Presque 40 % de ces dépenses ont été distribués par le Gouvernement Biden en 2021 (655 100 000 000 de dollars) et les débours les plus importants ont été destinés à des agences internationales comme l’Agence de l’ONU pour les réfugiés (ACNUR) et l’organisation internationale pour les migrations (OIM) qui ont gonflé énormément les chiffres de l’immigration du Venezuela.
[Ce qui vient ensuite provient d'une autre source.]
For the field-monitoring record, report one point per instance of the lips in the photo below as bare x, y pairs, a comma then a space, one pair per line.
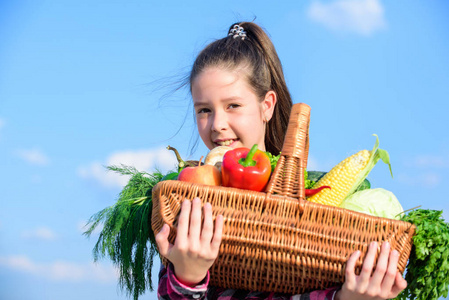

L’USAID de Samantha Power a ajouté au récit sur la migration les opérations de la Force Armée Nationale Bolivarienne sur la frontière avec la Colombie en disant :
« Une augmentation de la violence entre les groupes armés non d’État tout le long de la frontière entre la Colombie et le Venezuela au début de 2022 a fait des victimes civiles, provoqué des déplacements et augmenté les besoins humanitaires des migrants vénézuéliens. »
La réalité est que le chiffre de déplacés internes en Colombie est beaucoup plus important et significatif que les déplacements occasionnés par le les groupes que le Gouvernement vénézuélien appelle TANCOL.
Ces agences, dont le représentant spécial pour le Venezuela est l’opérateur Eduardo Stein (lié aussi à la doctrine R2P) ont lancé en décembre dernier un plan de 1 790 000 000 de dollars pour « satisfaire les besoins des réfugiés et des migrants vénézuéliens et de leur communauté d’accueil en 2022. »
Un point à souligner : en 2021, c’est le développement d’actions concrètes comme la signature de l’accord avec le directeur exécutif du programme mondial pour les aliments des Nations unies (ONU) David Beasley, qui a impliqué le Gouvernement constitutionnel du président Nicolas Maduro et un secteur de la diplomatie des États-Unis qui jusqu’à présent avait été fidèle au plan Guaido.
Dans la droite ligne de l’intoxication médiatique massive, Samantha Power continuera l’orgie de fonds « humanitaires » qui serviront à renforcer des Gouvernements de droite et de gauche qui prennent position contre le Venezuela, Cuba et le Nicaragua.
Entre-temps, l’action des faucons « humanitaires » dirigée par Power et l’USAID s’est focalisée sur l’extension du récit de la diaspora vénézuélienne dans des zones comme la forêt de Darién (entre le Panama et la Colombie) et le Rio Bravo et pour cela ont organisé des mises en scène qui mobilisent l’attention aussi bien des pays d’Amérique Centrale que du public étasunien.
Comme dans le cadre de l’Irak, Power ne considère pas comme un génocide ni comme un crime contre l’humanité les plus de 30 000 morts provoquées par les mesures coercitives unilatérales depuis que son allié Obama a déclaré le Venezuela « menace inhabituelle extraordinaire. »
Le double rôle de Samantha Power comme « promotrice » des droits de l’homme et comme infatigable avocate en faveur de la guerre ne la dérange pas et il commence par le Venezuela.